Methods: Patients with MBC who are being transitioned to home hospice will be approached in person or by phone by a highly-trained clinical research coordinator. The usual care group will enroll 25 patients who will not do a telehealth intervention. This usual care group will complete a survey 4-6 weeks after enrollment, including a survey of the patient, caregiver, a DFCI clinician (MD or advanced practice provider), and hospice nurse. Once the first 25 patients enroll, we will enroll another 25 patients to the telehealth intervention, where patients are scheduled for four once-a-week telehealth visits that include the patient, a caregiver, a DFCI clinician, and a hospice nurse. The telehealth patients will complete a similar survey at 4-6 weeks, including a survey of the caregiver, DFCI provider and hospice nurse. A medical record review will be conducted for both cohorts of patients at 18 weeks. We will collect information on demographics, vital status, hospitalizations, intensive care unit admissions, place of death, and any discontinuation of hospice services. We will also explore the record for any communications that are documented with regard to phone calls and interactions with the hospice team and patient/caregiver during the 4-week time period to help inform whether the intervention, a more pro-active approach to care, lessened the need for reactive symptom management.
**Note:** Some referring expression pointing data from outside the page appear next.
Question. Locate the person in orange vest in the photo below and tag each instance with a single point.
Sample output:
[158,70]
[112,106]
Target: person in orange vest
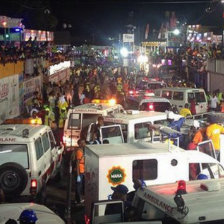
[79,158]
[213,132]
[222,106]
[199,136]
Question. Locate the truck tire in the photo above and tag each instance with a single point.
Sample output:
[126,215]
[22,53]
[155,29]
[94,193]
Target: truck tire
[13,178]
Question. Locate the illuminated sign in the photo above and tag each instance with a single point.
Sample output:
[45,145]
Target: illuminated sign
[116,175]
[58,67]
[7,139]
[7,22]
[40,35]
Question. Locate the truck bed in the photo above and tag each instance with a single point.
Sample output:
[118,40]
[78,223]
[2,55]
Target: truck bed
[202,205]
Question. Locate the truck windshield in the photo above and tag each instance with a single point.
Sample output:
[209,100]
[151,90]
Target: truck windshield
[112,135]
[74,121]
[14,153]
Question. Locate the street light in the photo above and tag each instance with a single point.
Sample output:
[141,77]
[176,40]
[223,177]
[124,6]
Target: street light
[176,32]
[124,52]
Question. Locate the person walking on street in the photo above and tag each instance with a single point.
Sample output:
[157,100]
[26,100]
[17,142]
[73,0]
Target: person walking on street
[214,102]
[80,170]
[185,112]
[213,132]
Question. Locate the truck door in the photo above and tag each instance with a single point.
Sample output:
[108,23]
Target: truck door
[47,155]
[111,134]
[89,132]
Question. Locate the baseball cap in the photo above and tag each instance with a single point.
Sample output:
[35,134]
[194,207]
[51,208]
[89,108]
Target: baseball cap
[120,188]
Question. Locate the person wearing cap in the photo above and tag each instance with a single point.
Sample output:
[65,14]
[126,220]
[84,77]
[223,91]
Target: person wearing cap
[119,193]
[138,183]
[185,112]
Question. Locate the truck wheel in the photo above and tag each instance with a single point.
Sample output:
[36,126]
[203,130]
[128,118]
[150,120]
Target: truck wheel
[13,178]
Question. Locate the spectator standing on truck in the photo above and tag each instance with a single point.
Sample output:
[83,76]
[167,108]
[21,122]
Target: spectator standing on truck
[80,170]
[199,136]
[213,132]
[100,123]
[185,112]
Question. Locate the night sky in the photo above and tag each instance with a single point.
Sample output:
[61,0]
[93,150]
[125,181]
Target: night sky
[98,19]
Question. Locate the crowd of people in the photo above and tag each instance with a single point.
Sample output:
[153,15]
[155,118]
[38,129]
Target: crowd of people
[11,52]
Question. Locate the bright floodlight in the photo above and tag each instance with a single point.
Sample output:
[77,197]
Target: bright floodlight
[176,32]
[124,52]
[142,59]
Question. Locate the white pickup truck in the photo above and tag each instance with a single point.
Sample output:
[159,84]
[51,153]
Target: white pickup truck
[120,163]
[202,202]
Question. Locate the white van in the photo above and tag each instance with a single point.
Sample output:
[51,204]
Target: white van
[29,158]
[80,117]
[180,96]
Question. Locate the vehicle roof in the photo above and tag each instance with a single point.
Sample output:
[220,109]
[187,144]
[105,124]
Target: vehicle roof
[15,131]
[13,211]
[141,115]
[180,88]
[154,99]
[130,149]
[95,107]
[147,148]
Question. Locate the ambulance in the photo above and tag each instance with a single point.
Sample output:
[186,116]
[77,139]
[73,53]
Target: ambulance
[13,211]
[29,157]
[79,118]
[199,201]
[135,125]
[159,163]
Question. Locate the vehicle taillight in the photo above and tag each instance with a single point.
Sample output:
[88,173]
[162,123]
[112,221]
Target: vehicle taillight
[87,219]
[64,140]
[151,107]
[33,186]
[181,188]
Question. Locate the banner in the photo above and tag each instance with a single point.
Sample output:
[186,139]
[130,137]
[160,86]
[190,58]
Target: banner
[9,97]
[29,87]
[60,76]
Outcomes/Analysis: Feasibility for the telehealth intervention will be defined as ≥80% of enrolled patients completing ≥66% of the planned telehealth visits, while the patient remains alive, for up to 4 weeks. We will measure the number of completed visits / the number of weeks the patient was active within home hospice (for up to 4 weeks). After enrollment, any patient who passes away within a week and did not have an opportunity to complete a single visit will be substituted with an additional patient. Surveys for patients will be conducted by phone or by email (REDCap survey link) per patient preference, while the remainder of surveys for caregivers, hospice nurses, and DFCI clinicians will be sent via email. The surveys for patients and caregivers are brief, 5-10 minutes, and are based upon the Consumer Assessment of Healthcare Providers and Systems (CAHPS) survey designed by the Centers for Medicare & Medicaid to measure and assess the experiences of patients receiving hospice care, including symptom burden.9 In addition, the surveys will ask feedback on the telehealth intervention. Surveys for hospice nurses and DFCI clinicians will ask about time burden and general satisfaction with the pilot.